Two sisters. Bound by blood. Torn apart by love.
My sister – the glue that held our family together and the gatekeeper to the memories of our shared childhood.
The girl I made a pact with – to protect each other for life.
The woman who destroyed our family, my future.
And the only one who can save my daughter.
Set against the dramatic backdrop of India, A Sister’s Promise is a powerful, emotional tale of family secrets, love and the ties that bind sisters together.
A Sister’s Promise is a story of overcoming:
Overcoming the often unintended hurt and betrayal that our actions can create.
- Overcoming loss.
- Overcoming prejudices.
- Overcoming poverty.
A Sister’s Promise is a story about the ties which bind us together. I loved the family connections. They are deep and rich and twined together through the intricate preparation of food with knowledge of cookings mysteries being passed down from mother to daughter.

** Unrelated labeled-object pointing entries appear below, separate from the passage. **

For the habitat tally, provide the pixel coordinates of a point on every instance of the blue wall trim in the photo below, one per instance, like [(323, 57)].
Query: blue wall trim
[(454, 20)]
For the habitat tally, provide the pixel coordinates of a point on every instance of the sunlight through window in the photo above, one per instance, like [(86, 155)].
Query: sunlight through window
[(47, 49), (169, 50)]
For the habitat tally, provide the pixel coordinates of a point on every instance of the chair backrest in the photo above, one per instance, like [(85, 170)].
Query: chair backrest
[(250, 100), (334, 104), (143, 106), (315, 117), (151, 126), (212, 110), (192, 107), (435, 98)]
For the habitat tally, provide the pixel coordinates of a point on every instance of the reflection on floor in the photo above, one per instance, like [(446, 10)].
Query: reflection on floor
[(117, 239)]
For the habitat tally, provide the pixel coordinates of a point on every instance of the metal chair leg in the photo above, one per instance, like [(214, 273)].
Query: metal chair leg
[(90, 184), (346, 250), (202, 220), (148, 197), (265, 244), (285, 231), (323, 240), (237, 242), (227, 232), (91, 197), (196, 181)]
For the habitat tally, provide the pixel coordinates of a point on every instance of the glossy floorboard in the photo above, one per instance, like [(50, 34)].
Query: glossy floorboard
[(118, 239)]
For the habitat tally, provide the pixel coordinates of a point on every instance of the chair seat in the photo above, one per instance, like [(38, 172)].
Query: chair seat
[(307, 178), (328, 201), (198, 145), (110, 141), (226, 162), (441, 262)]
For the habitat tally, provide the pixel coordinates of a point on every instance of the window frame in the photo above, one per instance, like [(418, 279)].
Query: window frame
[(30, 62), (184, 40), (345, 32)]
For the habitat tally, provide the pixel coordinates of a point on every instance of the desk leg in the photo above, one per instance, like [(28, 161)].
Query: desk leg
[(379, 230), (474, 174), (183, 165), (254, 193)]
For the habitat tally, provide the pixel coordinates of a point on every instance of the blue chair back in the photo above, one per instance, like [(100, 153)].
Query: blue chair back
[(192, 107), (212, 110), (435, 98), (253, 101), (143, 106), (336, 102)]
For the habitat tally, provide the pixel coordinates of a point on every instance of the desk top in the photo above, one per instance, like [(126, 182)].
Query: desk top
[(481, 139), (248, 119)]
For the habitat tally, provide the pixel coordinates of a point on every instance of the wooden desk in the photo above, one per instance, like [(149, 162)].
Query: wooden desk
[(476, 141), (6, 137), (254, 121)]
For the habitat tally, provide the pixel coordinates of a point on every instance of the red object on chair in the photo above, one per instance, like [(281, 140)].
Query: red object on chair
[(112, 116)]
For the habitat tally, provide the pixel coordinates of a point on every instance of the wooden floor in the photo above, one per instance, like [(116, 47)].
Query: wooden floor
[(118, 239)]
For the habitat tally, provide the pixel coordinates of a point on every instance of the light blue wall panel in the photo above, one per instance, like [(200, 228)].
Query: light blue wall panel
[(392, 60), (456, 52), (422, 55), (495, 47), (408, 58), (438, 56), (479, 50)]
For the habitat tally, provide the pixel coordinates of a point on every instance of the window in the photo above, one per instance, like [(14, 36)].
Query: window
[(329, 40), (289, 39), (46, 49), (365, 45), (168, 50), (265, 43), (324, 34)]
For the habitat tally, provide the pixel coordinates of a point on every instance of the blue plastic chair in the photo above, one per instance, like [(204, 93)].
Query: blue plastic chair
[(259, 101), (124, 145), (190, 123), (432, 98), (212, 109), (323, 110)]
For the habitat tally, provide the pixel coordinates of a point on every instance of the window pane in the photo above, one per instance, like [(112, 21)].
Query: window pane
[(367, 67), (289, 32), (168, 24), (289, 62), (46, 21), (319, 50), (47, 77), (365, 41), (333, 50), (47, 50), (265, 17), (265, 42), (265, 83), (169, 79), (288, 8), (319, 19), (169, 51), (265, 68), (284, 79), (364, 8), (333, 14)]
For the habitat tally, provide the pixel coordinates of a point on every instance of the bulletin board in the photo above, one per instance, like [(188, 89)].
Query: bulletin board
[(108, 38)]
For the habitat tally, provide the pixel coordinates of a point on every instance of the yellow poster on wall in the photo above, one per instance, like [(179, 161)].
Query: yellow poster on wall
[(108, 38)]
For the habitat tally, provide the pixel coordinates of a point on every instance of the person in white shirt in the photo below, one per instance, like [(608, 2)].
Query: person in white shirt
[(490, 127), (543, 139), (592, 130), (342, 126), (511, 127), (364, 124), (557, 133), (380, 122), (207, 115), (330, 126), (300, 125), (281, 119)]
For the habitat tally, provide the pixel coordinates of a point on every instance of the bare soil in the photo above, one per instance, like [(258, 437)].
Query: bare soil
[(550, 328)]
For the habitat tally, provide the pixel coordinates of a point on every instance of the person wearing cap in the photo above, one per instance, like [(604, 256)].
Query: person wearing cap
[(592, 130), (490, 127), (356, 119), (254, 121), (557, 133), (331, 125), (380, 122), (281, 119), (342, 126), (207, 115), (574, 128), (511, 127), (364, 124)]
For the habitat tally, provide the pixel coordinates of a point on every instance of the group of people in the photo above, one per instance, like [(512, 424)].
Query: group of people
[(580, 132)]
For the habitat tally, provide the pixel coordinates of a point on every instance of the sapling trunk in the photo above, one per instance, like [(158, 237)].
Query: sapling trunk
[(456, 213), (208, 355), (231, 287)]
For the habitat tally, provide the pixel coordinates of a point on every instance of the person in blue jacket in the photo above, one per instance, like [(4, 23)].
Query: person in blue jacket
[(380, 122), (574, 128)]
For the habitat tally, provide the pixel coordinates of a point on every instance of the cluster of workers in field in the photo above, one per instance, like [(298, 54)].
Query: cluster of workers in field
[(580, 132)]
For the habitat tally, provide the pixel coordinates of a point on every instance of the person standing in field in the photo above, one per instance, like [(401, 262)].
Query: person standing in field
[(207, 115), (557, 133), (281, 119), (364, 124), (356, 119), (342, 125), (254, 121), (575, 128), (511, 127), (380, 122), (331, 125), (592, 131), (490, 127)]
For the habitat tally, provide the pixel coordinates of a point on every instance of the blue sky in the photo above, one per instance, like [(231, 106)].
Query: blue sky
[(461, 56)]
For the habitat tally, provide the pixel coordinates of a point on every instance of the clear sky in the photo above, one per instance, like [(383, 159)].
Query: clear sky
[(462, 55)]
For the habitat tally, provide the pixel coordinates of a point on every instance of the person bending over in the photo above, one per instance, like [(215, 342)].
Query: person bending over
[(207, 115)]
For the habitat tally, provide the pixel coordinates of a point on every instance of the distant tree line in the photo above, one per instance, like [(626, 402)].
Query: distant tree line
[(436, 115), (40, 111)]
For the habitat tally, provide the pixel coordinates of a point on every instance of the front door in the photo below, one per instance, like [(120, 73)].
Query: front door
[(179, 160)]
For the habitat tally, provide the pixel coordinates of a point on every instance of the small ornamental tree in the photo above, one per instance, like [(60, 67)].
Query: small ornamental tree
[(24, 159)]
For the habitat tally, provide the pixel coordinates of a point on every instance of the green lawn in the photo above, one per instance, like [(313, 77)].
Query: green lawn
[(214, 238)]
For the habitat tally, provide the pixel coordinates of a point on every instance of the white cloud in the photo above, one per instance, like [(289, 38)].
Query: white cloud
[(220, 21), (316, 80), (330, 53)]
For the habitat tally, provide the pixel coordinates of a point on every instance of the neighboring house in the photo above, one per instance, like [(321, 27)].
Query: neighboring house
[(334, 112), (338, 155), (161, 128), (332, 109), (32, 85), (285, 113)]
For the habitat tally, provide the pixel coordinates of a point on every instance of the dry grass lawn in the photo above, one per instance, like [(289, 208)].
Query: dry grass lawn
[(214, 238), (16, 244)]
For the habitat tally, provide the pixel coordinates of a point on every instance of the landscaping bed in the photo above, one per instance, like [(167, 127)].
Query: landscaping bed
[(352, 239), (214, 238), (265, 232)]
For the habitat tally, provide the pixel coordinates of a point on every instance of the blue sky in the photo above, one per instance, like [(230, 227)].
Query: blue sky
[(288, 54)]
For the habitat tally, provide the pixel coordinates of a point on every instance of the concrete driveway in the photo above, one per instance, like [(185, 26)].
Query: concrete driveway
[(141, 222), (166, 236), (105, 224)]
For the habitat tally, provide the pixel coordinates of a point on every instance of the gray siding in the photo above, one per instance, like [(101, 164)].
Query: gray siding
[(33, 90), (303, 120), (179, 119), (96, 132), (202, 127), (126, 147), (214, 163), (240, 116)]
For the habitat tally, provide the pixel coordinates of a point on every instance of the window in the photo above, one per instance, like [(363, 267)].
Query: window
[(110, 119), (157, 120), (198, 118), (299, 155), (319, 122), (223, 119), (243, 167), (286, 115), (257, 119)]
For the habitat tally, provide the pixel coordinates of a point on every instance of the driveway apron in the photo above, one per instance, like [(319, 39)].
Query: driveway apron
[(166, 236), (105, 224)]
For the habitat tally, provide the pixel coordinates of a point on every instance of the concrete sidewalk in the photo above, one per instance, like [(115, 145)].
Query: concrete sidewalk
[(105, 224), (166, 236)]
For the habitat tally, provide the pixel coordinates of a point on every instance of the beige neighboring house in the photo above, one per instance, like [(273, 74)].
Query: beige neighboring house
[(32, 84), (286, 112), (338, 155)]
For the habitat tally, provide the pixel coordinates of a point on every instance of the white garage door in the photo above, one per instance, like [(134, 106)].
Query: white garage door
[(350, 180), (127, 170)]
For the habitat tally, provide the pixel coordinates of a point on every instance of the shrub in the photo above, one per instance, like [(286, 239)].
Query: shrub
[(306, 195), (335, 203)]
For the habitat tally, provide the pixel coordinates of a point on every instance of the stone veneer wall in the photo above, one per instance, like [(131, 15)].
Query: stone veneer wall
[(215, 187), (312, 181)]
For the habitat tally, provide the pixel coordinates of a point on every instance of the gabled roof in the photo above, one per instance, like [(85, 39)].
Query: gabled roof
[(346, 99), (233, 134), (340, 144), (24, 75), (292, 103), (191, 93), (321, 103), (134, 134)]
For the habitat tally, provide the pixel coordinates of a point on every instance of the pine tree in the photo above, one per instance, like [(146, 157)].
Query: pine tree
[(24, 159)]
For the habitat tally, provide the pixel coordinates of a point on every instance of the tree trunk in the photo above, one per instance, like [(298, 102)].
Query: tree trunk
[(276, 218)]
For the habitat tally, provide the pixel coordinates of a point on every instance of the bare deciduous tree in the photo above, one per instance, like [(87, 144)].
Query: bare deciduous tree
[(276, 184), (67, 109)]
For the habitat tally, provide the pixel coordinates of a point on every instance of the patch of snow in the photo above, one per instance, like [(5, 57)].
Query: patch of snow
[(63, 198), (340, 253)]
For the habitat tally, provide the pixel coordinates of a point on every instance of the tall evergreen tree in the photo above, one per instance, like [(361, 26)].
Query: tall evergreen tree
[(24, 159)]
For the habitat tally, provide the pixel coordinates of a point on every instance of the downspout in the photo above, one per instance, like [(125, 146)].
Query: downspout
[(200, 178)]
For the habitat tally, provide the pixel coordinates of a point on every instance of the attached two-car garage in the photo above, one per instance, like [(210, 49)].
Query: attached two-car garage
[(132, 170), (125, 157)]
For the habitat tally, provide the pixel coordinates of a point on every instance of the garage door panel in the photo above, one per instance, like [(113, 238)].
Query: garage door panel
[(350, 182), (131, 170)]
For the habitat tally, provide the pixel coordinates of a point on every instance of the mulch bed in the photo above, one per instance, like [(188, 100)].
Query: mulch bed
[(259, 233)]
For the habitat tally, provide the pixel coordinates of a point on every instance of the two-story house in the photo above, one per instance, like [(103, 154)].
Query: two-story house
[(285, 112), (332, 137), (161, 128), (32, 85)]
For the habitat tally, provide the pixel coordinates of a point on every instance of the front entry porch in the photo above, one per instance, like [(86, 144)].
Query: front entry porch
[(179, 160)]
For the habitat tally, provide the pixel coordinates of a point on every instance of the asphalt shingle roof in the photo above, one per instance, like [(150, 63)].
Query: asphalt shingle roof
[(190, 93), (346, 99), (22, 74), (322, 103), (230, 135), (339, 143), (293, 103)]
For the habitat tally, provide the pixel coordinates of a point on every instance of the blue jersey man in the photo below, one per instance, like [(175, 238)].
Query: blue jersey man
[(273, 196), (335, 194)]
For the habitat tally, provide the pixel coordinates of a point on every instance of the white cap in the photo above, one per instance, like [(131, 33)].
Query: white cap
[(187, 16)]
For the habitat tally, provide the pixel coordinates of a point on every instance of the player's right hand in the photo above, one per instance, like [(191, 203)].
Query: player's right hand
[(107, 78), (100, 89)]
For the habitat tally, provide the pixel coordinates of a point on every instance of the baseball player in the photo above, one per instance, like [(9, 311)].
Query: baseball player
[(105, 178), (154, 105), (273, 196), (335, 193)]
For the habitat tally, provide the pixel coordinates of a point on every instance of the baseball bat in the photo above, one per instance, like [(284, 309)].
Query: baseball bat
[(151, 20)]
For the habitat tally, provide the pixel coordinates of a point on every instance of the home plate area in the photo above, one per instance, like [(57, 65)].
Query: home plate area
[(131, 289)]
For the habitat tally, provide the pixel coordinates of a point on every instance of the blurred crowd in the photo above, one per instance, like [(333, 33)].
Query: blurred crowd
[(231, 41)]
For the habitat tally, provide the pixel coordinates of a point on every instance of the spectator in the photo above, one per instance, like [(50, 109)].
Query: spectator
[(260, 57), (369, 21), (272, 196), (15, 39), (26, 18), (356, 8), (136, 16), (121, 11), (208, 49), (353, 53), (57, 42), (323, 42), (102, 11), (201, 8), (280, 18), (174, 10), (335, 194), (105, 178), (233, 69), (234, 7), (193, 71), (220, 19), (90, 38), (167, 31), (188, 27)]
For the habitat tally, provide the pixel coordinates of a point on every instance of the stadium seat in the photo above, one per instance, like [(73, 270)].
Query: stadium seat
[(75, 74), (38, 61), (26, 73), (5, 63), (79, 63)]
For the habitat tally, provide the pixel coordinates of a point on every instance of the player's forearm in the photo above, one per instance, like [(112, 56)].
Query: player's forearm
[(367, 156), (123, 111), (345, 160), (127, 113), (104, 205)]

The story is beautiful but I found it oddly frustrating. I believe that just about every adjective in the known languages of the world were employed in this book; I understand that it was done to make the story more alive. There is a part of me that cringes from these elaborate descriptions as it feels too flowery or showy. I'm finding it hard to come up with the right way to explain it but suffice it to stay that I am a clean-lined, minimalistic kind of girl. If you love fresh flowers in every room with beautiful pillows piled on all of your comfy spots, and elaborate drapes than you will enjoy the imagery. It truly is rich.
With that said though, India is a vivid and rich country. While I struggled with the imagery sometimes, A Sister’s Promise provides a view of India that I do not believe a westerner could truly ever understand without it. There likely are not enough adjectives in all the known languages of the world to truly describe that which is India. The vibrancy, the heat, the colors, the destitution, the community, and the love of the people.
There is only one character in this story that was born outside of India. His name is Raj. To see India through Raj's eyes brings the deeply rooted history, the honored traditions, and the depths of cultural differences to light. You are reading of the poverty through Sharda and Puja's story but it is covered with family love and duty so you know that while you know that they are steeped in poverty it is not overwhelming. Raj brings to light the incredible distance between an affluent country and a third world country. For this alone the book is well worth reading.
Renita D'Silva loves stories, both reading and creating them. Her short stories have been published in 'The View from Here', 'Bartleby Snopes', 'this zine', 'Platinum Page', 'Paragraph Planet' among others and have been nominated for the 'Pushcart' prize and the 'Best of the Net' anthology. She is the author of 'Monsoon Memories', 'The Forgotten Daughter', 'The Stolen Girl', 'A Sister's Promise' and 'A Mother's Secret'.